Dan's eyes crinkled at the corners and his lips lifted fondly

'That was until I got him. We got him. I was walking home from my after school drama club when I saw him. He dropped his books all over the floor and I was about to help him but the voices told me different. They told me to push him. So I did. I didn't want to, I really liked him, the boy. He was a good looker and ever so kind.'

A strange sense of de ja vu was bubbling in my stomach and it was something I couldn't shake off. I'd been pushed over on the way back from school. Then again, a lot of people had.

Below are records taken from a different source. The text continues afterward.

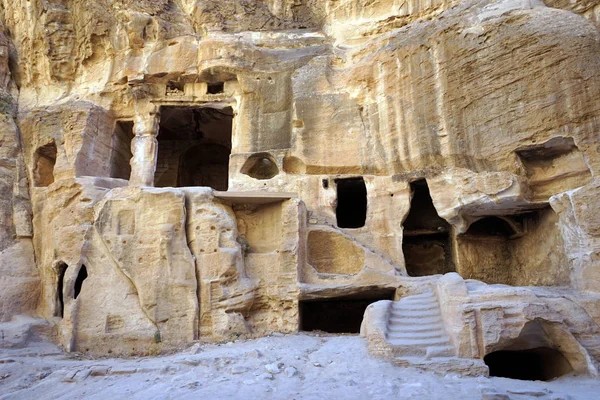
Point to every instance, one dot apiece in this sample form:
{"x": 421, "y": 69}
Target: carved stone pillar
{"x": 144, "y": 146}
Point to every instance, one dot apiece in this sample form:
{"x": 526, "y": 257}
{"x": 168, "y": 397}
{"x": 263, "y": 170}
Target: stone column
{"x": 144, "y": 146}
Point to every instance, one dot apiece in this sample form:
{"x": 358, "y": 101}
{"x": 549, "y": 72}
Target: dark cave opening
{"x": 60, "y": 272}
{"x": 121, "y": 150}
{"x": 194, "y": 145}
{"x": 351, "y": 210}
{"x": 537, "y": 364}
{"x": 491, "y": 227}
{"x": 426, "y": 242}
{"x": 338, "y": 315}
{"x": 81, "y": 276}
{"x": 45, "y": 159}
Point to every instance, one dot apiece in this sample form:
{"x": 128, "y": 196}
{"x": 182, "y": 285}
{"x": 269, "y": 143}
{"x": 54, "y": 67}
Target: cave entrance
{"x": 60, "y": 282}
{"x": 341, "y": 314}
{"x": 44, "y": 161}
{"x": 537, "y": 364}
{"x": 523, "y": 249}
{"x": 351, "y": 210}
{"x": 120, "y": 166}
{"x": 81, "y": 276}
{"x": 426, "y": 242}
{"x": 194, "y": 145}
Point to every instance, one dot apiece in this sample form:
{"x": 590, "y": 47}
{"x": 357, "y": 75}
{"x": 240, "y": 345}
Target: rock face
{"x": 181, "y": 170}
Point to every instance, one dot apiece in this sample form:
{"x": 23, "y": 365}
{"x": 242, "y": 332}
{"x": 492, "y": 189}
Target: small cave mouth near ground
{"x": 489, "y": 227}
{"x": 44, "y": 159}
{"x": 338, "y": 315}
{"x": 194, "y": 145}
{"x": 537, "y": 364}
{"x": 81, "y": 276}
{"x": 260, "y": 166}
{"x": 60, "y": 271}
{"x": 351, "y": 210}
{"x": 121, "y": 150}
{"x": 426, "y": 240}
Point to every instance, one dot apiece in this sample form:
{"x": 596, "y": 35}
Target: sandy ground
{"x": 277, "y": 367}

'It got worse from there. It became a regular thing, punches and kicks and everything beyond. He was in the year above me, 14 at the time, so I can't imagine how pathetic he must have felt. But he wasn't, I was the pathetic one. I try to blame them, but all along it was me Phil. He left school before me so I never got a chance to say sorry. You do still like me don't you Phil? I didn't want to do any of that stuff, I swear'

Dan was sobbing now, his eyes filled with pain. I didn't reach to comfort him though. I felt sick

'What was his name' I asked, not daring to look at the boy beside me.

'Phil. His name was Phil'

That's when my stoamch couldn't rake any more and I ran to the bathroom, violently throwing up my beans on toast.